Generally, it takes the body about 10 days to adapt to the heat. Even if you’ve stayed conditioned throughout the winter, it’s important to start your outdoor exercise slowly, gradually increasing in time and intensity until your body has fully acclimated. Whenever possible, exercise in the cooler parts of the day such as morning and evening.

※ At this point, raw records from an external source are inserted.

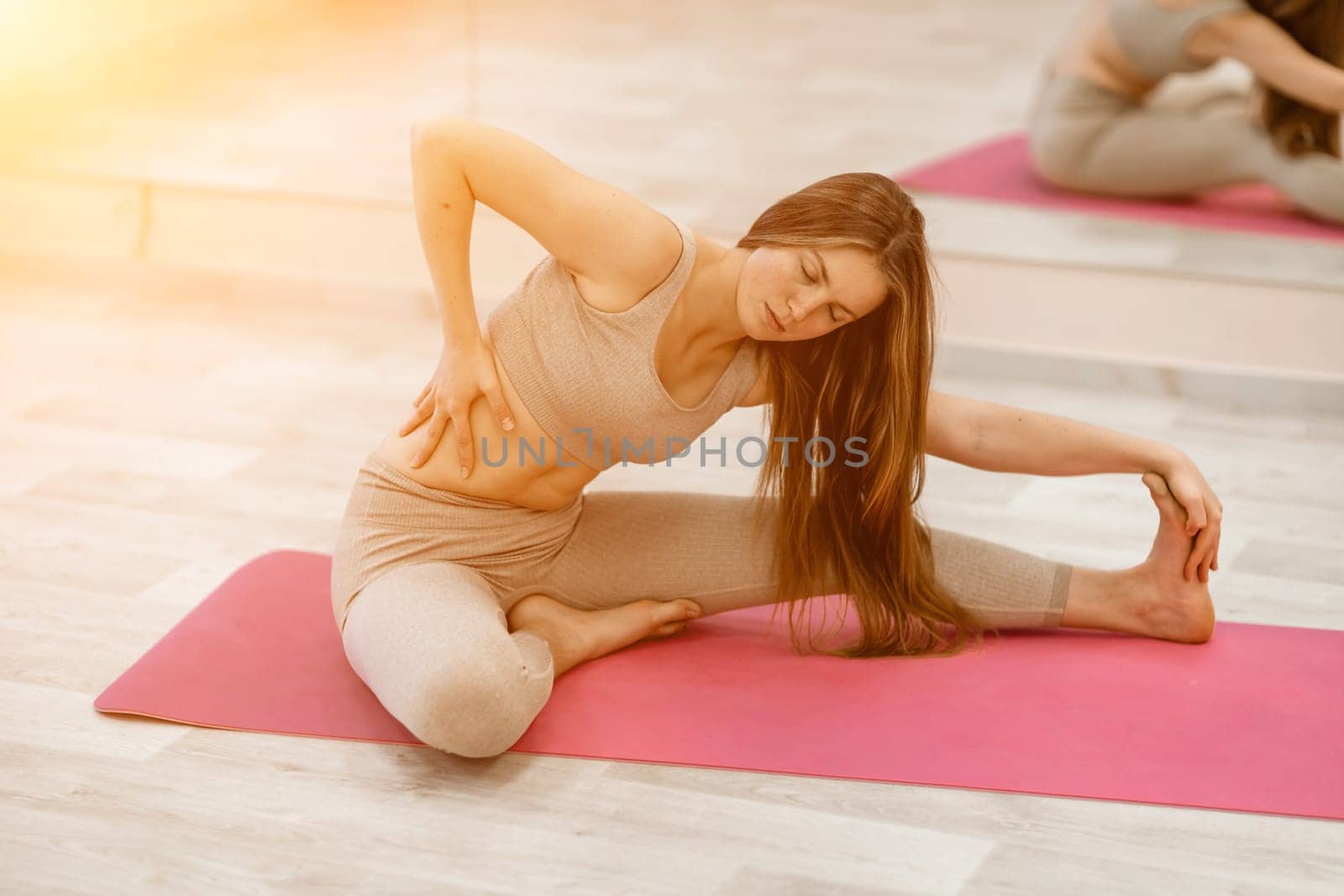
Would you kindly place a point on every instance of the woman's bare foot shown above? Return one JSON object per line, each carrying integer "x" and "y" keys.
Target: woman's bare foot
{"x": 1171, "y": 606}
{"x": 1153, "y": 598}
{"x": 578, "y": 636}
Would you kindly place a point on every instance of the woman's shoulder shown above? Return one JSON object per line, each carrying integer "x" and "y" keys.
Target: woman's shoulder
{"x": 656, "y": 257}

Similarly, if you haven’t played a sport since the fall, such as golf or tennis, don’t expect to just pick up your game where you left off. Back sprains, tennis or golfers elbow and wrist problems can pop up if you haven’t taken the time to develop the muscles that are important for your specific sport. Knee injuries such as meniscus tears and anterior cruciate ligament (ACL) ruptures are common when the knee is unstable and if there is an imbalance in the hip and leg muscles. A sudden pivot or twist while running or jumping could derail your active summer by requiring surgery and rehabilitation. Relatively short strengthening programs can have a significant impact on reducing the risk of ACL injuries and anterior knee pain.

It’s also important to protect your skin from the sun. At the very least, use a waterproof sunscreen with a minimum SPF of 30 – 45 that is designed for sports. Be sure to apply the sunscreen at least 30 minutes before you go outside, even if the day is overcast, and reapply every two to three hours.